Let’s Go to the City, Nintendo suggested in 2008, the Wii game offering a disappointingly compact urban offshoot and online functionality as its new creature comforts, but by this time it was no longer just my wife and I playing. My son, almost three at the time, was fascinated, and we were secretly delighted, hoping that the game’s gently educational leanings would eventually rub off on him. Instead, it was the game’s reliance on routine that proved most useful. The repetitive responses of museum curator Blathers to gifts of bugs and fish – translated at first by enthusiastic parents – were soon memorised and parroted back. In learning to decode these strange, alien characters as they appeared onscreen, an early interest in words developed, to the point where Schilling Jr started his first day at school with the reading age of an eight-year-old.

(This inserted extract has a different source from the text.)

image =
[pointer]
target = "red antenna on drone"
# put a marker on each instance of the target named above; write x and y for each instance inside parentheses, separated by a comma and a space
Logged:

Routine, of course, is crucial to the game’s appeal, not least because it makes special events stand out all the more. And for all that it’s an open-ended experience, allowing you the freedom to set your own personal goals at any given time, it’s curious how easily you can fall into patterns of play: tending to wilted blooms as soon as you step outside, before selling all your unwanted goods to Nook, then heading to the post office to send a donation to the Boondocks or to pay off a portion of your mortgage. I wonder if it’s the chaos of life as a freelancer that means I find particular comfort in a more structured, orderly virtual existence.
Either way, our annual festive trip began a little earlier than usual this year. The Pikmin removal service heroically transferring our files from Wii to Wii U weren’t just carrying save data: in Animal Crossing’s case, they were moving our belongings from one home to another, a symbolic transition that felt oddly literal in this instance.